FEBRUARY 15, 2004
VOLUME 1, NO. 3
 

Women's health

My speculum nightmare

Cervical screening compliance continues to improve, but some women still avoid the dreaded smear. Could HPV self-tests be the way to catch the stragglers?

"Does that hurt?" the nurse asked. "Um, no, it's ok." She went back to work, prodding my innards with an instrument resembling a tiny toilet brush. After several (painful) adjustments of the metal speculum, she stood up, scratched her head, and removed it. "I'm going to have to get some help." Minutes later she returned with another nurse. Repeat scene one. "Your cervix is sideways or something," said the second nurse. "We'll have to get the doctor." They covered me up again, passed me some magazines, and left. Half an hour later they returned with the doctor, who grabbed a speculum from the table (not warming it first), ordered me into position, took the sample, and was gone before I could ask her about my "sideways" cervix.

Is it any wonder women are avoiding the stirrups in droves? This harrowing experience occurred in the UK, where nurses have been doing Pap smears for a number of years. A new study there by Cancer Research UK is trying to find out if HPV self-testing could be a solution for Pap prodigals. Women there are being sent home with a kit containing swab, test tube, and questionnaire, which asks them to report not only on the experience of using the kit, but also about how they feel about in-office smears.

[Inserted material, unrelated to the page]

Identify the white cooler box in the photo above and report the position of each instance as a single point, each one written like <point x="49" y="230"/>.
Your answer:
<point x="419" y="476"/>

A similar study was conducted by McMaster researchers and published in the CMAJ in 2000. It found that among women who had previously had abnormal cytologies, HPV self-tests showed same or higher specificity than physician exams, although sensitivity was slightly lower. About 93% of women found self-sampling acceptable versus 79% for speculum exam. Despite these results, self-testing is still not available in Canada. (For more on HPV testing see An alternative to beat PAP's high false-negatives on page 26.)

Though its incidence has dropped by 50% in the past quarter century, cervical cancer is still the third most common cancer among Canadian women aged 25-49. Screening compliance currently stands at about 74%. Compliance has always been a class issue -- poor women and minority women traditionally under-attend screenings, sometimes for religious and cultural reasons. Could self-screening help us get around these problems?

Not everyone's so sure. Dr Richard Gruneir, an ob/gyn from Leamington, Ontario, has some doubts. "I'm pretty sure those women aren't going to be doing the self-screening, I think it would be the people already getting tested. They tend to have a different personality. It could be good for women who hate doctors though."

And how about replacing office smears with self-tests? Dr Gruneir isn't enthusiastic. "If anything it will improve compliance, but I wouldn't recommend it replacing the physician test," he says. "We don't go in expecting to find abnormalities. Really, the Pap is an excuse to get the woman in the office to have the ovaries and uterus palpated [to pick up other abnormalities]."

In Canada the guidelines recommend screening roughly every 1-3 years, depending on a woman's age and risk factor. In the US, all women are advised to have an annual test. "I'm often suspicious when the guidelines are so different," says Dr Gruneir. "I often feel ours are driven by cost. This isn't a bad thing for the Pap test itself, but as I said since it's an excuse to get the patient in, that isn't so good."

Maybe it's a good thing then that American women are hooked on their annual Paps. A recent study from the Annals of Family Medicine shows that women in the US are leery of risk-based cervical screening, preferring to play it safe with annual pelvic exams.